Self-improvement (or Live Life, Make Stories)

It's currently 1:11 AM, four hours and forty-nine minutes before I'm slated to leave for my first year of college at MIT. I've been wandering around my house for the past half-hour or so, gathering all the final electronics, toiletries, and other miscellania that eluded other attempts at packing from this past week. Amidst this, I think the fact has finally hit me: I'm about to leave what's been my home for the past eighteen years for something... well, mostly unknown.

There's all of the traditional uncertainties about leaving house and home and family that come with this, and fears of new situations to be sure, but right now I want to think about a different view of this critical point: the chance for self-improvement.




[Ed: That's a loaded phrase if I ever saw one.]

So what does it mean? What is self-improvement? Is it based some model of what the perfect person should be, based on personality, physique, or other patho-physical-mental trait? Or maybe out of some goal of ultimate happiness? Or how about an improved dedication to a moral standard?

Well... yes. And no.

The answer is as subjective as it is obvious; it's obvious because it's subjective. Self-improvement is whatever a person wants it to be. And that brings me to the second part of my title: Live Life, Make Stories. It's a philosophy that I've put a lot of thought into over the past year or so.

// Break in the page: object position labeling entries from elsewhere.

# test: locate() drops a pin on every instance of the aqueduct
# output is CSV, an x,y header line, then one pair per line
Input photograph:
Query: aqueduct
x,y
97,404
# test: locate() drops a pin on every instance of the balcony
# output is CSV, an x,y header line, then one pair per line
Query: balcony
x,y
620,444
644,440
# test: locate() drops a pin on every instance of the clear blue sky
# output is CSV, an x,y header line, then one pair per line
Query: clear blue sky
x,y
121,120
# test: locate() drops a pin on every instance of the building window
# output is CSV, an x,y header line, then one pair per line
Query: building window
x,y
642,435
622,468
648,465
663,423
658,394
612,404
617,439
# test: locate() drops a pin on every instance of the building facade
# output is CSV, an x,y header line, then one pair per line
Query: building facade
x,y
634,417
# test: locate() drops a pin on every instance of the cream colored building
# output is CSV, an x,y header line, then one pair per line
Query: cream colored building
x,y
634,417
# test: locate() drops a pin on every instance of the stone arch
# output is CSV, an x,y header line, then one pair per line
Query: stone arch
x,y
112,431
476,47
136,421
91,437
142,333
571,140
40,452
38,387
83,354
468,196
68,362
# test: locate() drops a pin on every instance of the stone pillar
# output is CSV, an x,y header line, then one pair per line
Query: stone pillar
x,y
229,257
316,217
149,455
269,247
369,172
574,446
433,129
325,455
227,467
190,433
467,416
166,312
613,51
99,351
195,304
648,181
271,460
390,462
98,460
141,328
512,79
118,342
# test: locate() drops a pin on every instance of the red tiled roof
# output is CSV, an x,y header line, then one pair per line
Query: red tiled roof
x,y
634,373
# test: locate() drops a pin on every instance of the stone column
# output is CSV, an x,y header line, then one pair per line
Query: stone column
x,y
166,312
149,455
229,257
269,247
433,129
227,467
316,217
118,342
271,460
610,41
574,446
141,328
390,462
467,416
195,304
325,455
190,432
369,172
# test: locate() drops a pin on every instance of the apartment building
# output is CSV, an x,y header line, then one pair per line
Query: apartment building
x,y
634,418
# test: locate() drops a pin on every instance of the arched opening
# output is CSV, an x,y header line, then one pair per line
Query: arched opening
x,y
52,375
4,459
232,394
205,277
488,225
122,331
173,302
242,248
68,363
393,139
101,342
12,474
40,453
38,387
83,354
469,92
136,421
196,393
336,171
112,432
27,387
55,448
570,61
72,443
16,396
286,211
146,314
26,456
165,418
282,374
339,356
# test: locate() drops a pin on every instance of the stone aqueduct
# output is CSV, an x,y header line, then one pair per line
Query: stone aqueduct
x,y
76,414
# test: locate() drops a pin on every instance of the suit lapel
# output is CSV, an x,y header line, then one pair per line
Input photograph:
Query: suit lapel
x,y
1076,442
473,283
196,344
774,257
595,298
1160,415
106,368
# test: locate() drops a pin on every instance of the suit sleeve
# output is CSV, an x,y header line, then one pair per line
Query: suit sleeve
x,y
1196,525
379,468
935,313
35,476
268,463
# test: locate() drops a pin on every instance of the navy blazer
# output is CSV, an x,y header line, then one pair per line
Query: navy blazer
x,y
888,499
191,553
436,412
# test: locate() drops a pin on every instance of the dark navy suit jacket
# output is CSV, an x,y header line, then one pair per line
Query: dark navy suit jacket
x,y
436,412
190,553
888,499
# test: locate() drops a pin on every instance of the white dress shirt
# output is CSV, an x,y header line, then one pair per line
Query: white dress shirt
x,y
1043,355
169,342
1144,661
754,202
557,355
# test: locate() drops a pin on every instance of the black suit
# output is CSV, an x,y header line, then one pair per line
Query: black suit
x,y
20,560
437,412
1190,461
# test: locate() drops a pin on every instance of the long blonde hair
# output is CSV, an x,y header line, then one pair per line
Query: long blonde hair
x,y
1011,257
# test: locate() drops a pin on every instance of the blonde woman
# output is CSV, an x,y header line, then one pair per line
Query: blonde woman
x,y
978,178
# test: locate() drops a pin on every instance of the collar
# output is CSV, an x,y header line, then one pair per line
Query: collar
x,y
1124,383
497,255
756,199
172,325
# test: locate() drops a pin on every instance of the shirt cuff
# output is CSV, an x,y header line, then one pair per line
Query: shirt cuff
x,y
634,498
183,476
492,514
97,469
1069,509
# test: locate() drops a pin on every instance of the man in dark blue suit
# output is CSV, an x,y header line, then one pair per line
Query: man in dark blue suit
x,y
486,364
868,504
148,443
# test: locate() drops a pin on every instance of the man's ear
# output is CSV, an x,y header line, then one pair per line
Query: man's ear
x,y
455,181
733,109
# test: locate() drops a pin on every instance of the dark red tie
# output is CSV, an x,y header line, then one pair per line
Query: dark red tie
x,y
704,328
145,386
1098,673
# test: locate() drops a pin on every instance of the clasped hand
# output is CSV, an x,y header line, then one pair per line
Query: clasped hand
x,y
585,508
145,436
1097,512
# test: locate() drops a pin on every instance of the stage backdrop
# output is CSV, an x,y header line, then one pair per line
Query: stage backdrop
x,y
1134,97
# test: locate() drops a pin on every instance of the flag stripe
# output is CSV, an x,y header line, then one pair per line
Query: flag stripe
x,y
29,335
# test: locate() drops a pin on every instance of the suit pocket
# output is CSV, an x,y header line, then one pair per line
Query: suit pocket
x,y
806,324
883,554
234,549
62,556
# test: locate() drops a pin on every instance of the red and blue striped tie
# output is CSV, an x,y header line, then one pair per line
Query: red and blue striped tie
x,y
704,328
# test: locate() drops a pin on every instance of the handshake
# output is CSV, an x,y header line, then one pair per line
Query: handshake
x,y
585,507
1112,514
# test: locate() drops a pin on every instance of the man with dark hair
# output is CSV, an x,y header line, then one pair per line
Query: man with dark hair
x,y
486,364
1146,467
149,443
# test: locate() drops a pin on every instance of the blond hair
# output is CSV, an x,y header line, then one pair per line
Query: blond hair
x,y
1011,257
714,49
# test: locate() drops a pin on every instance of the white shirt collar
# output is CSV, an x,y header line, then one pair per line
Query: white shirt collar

Fairly shallow in idea and statement, and intentionally so--the lack of depth makes it easy to prescribe to, but its effects are deep.

Too often in my life I've fallen into the trap of simply existing: going day-by-day, doing what's required or expected because it's "right" and "important" and "necessary" (which to be fair it often was) but barely expanding beyond that. Everything was pretty much based off of some long-term ideal of the path to happiness and perfection, ignoring the fact that the path was as important as the destination [Ed: oh lord the cliches, here they come].

What that left me was an utter lack of satisfaction, an existence where I looked at my interactions with others and asked "Could I really say that I made any meaningful, lasting stories or memories with this person?" More often than not, the answer was "No."

In a world where almost everything about people is defined by how they relate to other people in a sort of quasi-recursive infinite loop (who are you? well, what's your job, who is your family, are you in a relationship, what are your political stances?, et cetera), an existence sans memories and stories is a pretty sad one. Which all brings me back to my resolution: live life, make memories. Live moment to moment sometimes, do unexpected things, expand your view, take risks, and make connections with people--because in the end, these will be the things that we remember, more than the road to the future.

I was going to include an example by way of a story about a concert from this past summer, but that will have to wait for another post. I'll leave you with this guitar pick for now:


Good night [Ed: morning?], and wish me luck!